President Barack Obama is planning on introducing major changes to policy in an effort to combat climate change including limiting greenhouse gas emissions from new and existing power plants for the first time, according to The New York Times.
Heather Zichal, the White House coordinator for energy and climate change, told The New York Times that the president would announce the new policy in a few weeks.
"He is serious about making it a second-term priority," Zichal said. "He knows this is a legacy issue."
President Obama mentioned the subject while giving a speech at Berlin's iconic Brandenburg Gate on Wednesday. The president said that "our dangerous carbon emissions have come down. But we know we have to do more - and we will do more," according to the Washington Post.
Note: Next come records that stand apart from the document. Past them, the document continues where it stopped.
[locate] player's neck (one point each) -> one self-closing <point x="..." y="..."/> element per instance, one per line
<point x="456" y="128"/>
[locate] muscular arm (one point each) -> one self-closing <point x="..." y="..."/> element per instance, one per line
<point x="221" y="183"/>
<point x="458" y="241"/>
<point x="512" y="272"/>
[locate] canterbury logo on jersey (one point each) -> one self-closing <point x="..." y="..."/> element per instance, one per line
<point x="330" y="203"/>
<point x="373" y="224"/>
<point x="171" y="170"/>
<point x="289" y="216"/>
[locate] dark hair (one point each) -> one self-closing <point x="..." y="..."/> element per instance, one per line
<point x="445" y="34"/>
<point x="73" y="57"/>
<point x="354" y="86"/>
"Peace with justice means refusing to condemn our children to a harsher, less hospitable planet," President Obama said. "The effort to slow climate change requires bold action. And on this, Germany and Europe have led."
In addition to limiting greenhouse gas emissions from power plants there are two other key areas that the president is expected to address in the new environmental policy; making appliances more energy efficient and developing more clean energy sources on public lands, according to the Washington Post.
Zichal was clear in her remarks that none of the policy changes that the president is expected to make will require legislative action of financing from Congress. Although it is expected that if the Environmental Protection Agency attempts to reduce power plant emissions that there will be staunch opposition in both Congress and within the industry, according to The New York Times.
During his speech in Germany President Obama emphasized just how important it is to do everything possible to halt climate change, not just for the United States but for the entire world.
"The grim alternative affects all nations - more severe storms, more famine and floods, new waves of refugees, coastlines that vanish, oceans that rise," President Obama said. "This is the future we must avert. This is the global threat of our time. And for the sake of future generations, our generation must move toward a global compact to confront a changing climate before it is too late. That is our job. That is our task. We have to get to work."
If the EPA lowers greenhouse emissions the industry that is expected to take the biggest hit is the coal industry, an industry that has hit hard times already as many power plants switch to cheaper natural gas.
"The EPA has been working very hard on rules that focus specifically on greenhouse gases from the coal sector," Zichal said. "They're doing a lot of important work in that space."